So Butumites and his fellows deposited the money in the bishop’s residence at Tripoli, as we have said. But on Balduinus’ hearing of these ambassadors’ arrival in Tripoli, he at once, through desire for the money, sent his own cousin Simon to forestall their coming and invite them. They with Pelctranus’ consent left the money behind there and accompanied Simon who had been sent from Jerusalem and found Balduinus besieging Tyre. He received them with pleasure and shewed them much friendliness, and as they had reached him on the Carnival, he kept them there through the whole of Lent Whilst he, as we said, was besieging Tyre.

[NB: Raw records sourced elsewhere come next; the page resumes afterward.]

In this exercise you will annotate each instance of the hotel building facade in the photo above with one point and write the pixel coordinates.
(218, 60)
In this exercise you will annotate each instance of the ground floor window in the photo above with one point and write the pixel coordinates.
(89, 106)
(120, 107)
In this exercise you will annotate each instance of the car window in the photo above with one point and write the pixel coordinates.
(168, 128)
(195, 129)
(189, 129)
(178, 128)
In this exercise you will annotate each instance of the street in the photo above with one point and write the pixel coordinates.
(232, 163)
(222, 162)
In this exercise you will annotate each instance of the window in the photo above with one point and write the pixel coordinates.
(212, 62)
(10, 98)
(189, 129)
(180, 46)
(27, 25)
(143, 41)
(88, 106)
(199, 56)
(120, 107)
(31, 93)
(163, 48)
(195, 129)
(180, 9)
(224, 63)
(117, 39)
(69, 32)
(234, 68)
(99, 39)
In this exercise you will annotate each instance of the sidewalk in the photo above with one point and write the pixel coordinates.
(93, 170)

Now this city was protected by impregnable walls as well as by three outworks which enclosed it in a circle. For the outmost circle encompassed the second, and this in its turn the innermost or third one. They were like three circles, enclosing each other and set like girdles round the city. Balduinus knew well that he must first destroy these outworks and only then take the city; for they were like corselets placed in front of Tyre and hindered the siege.

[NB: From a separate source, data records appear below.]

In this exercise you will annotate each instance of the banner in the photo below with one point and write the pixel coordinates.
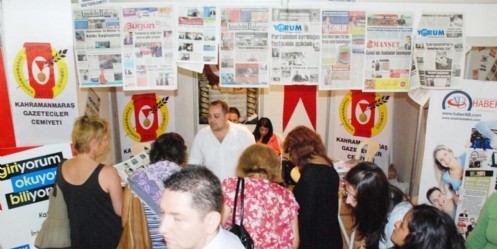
(41, 80)
(362, 116)
(25, 180)
(142, 118)
(460, 155)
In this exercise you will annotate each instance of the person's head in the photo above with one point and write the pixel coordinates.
(426, 227)
(169, 146)
(218, 115)
(263, 130)
(302, 144)
(234, 115)
(443, 157)
(90, 134)
(368, 193)
(190, 208)
(436, 197)
(259, 160)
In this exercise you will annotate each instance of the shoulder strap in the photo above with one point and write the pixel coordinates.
(240, 182)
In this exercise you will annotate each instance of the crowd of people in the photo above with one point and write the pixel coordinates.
(189, 199)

After tearing down its battlements
He had already destroyed this first and second belt by means of machines of destruction and was at work on the third, but after tearing down its battlements he had grown idle, for he could have taken this one too, if he had set his mind to it. But, thinking that after this he could ascend into the city by the help of a few ladders, he lost interest in the siege, just as if he already had the town in his power.
This fact brought salvation to the Saracens; and the man who had had victory almost in his hand, was utterly beaten off from it, and the men who were inside the net, escaped from its meshes. For the interval spent by Balduinus in idleness was most diligently used by them as a time of recovery.
They devised the following cunning trick. To all seeming they had an eye to making terms of peace and sent embassies to Balduinus about it; but in reality while the terms of peace were under discussion, they were preparing their defence, and while they kept him buoyed up with hope they were forming machinations against him. For having noticed his great slackness in the war, and also that the soldiers outside the walls had lost heart, one night they filled a number of clay [366] jars full of liquid pitch, and hurled them down on to the engines standing round the city. As the jars were necessarily broken to pieces in their fall, the liquid was poured all over the woodwork, and on to that they threw lighted torches.